Camil Jebara (born 19 January 2003) is a footballer who plays as a right winger for Eliteserien side Lillestrøm. Born in Israel, he represented Sweden at youth level.

==Personal life==
Jebara grew up in the Arab Israeli city of Tayibe, a son of a Palestinian father and Swedish mother. He used to visit his mother's family in Lund, Sweden "at least two months a year". He belonged to the academy of Maccabi Tel Aviv, but when it was time to enrol in secondary school, he opted to move to Lund and attend a football school in Landskrona. He also joined the local team Landskrona BoIS, and advanced through its U17, U19 and U21 teams.

==Career==
Jebara made his senior debut for Landskrona BoIS in the Superettan in September 2021. He played regularly in 2022, and in 2023 he made his international debut for Sweden U20 and Sweden U21. In 2023 he was sought after by several Allsvenskan clubs. IFK Göteborg reportedly made a transfer bid in June 2023, but Jebara signed for IF Elfsborg.

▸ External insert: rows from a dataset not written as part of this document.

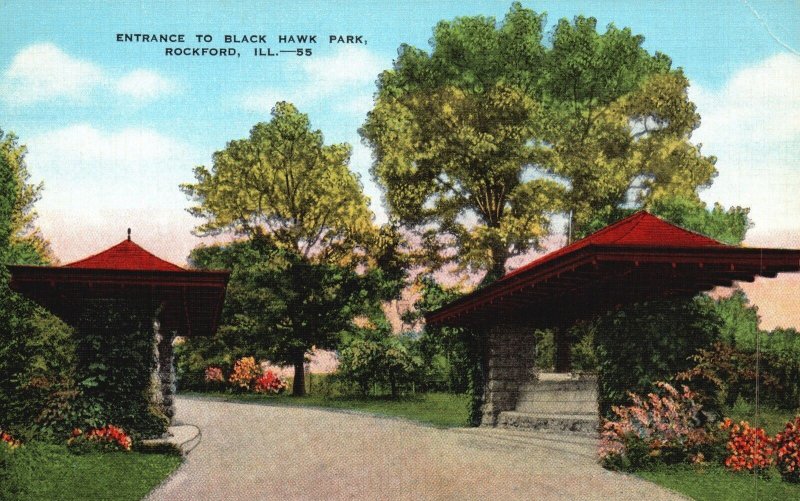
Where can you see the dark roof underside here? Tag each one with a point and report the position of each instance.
(639, 258)
(187, 302)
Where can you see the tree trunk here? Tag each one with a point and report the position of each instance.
(299, 385)
(498, 269)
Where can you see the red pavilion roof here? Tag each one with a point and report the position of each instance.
(126, 255)
(641, 229)
(188, 302)
(639, 258)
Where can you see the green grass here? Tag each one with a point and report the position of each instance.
(714, 483)
(47, 472)
(439, 409)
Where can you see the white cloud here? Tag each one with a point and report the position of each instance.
(44, 72)
(346, 77)
(100, 182)
(84, 167)
(759, 104)
(752, 125)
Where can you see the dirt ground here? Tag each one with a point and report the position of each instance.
(257, 452)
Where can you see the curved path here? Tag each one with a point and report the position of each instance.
(254, 452)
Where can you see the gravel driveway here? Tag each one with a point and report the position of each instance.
(254, 452)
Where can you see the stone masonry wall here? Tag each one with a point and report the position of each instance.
(510, 364)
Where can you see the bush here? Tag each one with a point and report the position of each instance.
(269, 382)
(371, 362)
(787, 446)
(245, 372)
(749, 448)
(646, 342)
(115, 367)
(108, 438)
(666, 428)
(10, 486)
(723, 374)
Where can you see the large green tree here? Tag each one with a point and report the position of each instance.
(36, 349)
(479, 142)
(284, 183)
(295, 196)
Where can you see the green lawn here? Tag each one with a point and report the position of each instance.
(715, 483)
(439, 409)
(46, 472)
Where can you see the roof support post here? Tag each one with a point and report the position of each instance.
(510, 359)
(563, 342)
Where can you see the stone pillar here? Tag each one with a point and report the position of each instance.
(509, 364)
(165, 373)
(563, 342)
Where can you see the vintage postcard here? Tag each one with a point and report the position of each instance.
(399, 250)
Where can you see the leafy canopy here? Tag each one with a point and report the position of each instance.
(284, 182)
(479, 142)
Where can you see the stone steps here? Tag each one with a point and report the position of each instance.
(558, 394)
(555, 403)
(585, 424)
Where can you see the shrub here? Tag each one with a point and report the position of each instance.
(723, 373)
(108, 438)
(646, 342)
(787, 445)
(750, 448)
(382, 361)
(269, 382)
(245, 372)
(214, 375)
(6, 440)
(661, 428)
(10, 486)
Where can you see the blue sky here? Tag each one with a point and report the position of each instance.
(113, 128)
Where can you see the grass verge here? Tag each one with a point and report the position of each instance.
(443, 410)
(43, 471)
(715, 483)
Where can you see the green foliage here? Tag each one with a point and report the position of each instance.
(115, 366)
(647, 342)
(724, 374)
(730, 367)
(444, 350)
(37, 352)
(496, 127)
(279, 305)
(21, 241)
(438, 409)
(374, 357)
(284, 183)
(458, 352)
(727, 226)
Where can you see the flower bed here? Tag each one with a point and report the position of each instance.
(247, 375)
(660, 428)
(107, 438)
(750, 448)
(787, 445)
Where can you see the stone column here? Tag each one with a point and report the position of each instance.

After one year in Elfsborg, Jebara had played a dozen games, but not started a single one. At that time, Elfsborg's manager left for elsewhere and was replaced by Oscar Hiljemark, who stated that Jebara was likely to make his first start. It came on 14 July, in an away victory over Häcken. As a further breakthrough still was not on the books, Jebara was loaned out to struggling Allsvenskan team Västerås SK from September 2024 to the end of the year. Västerås suffered relegation, but Jebara described the loan as "rewarding".

On 26 March 2025, Jebara was loaned out once again, joining Superettan club Kalmar FF on a deal for the remainder of the season.

In January 2026, Jebara joined Norwegian side Lillestrøm SK on a four-year contract.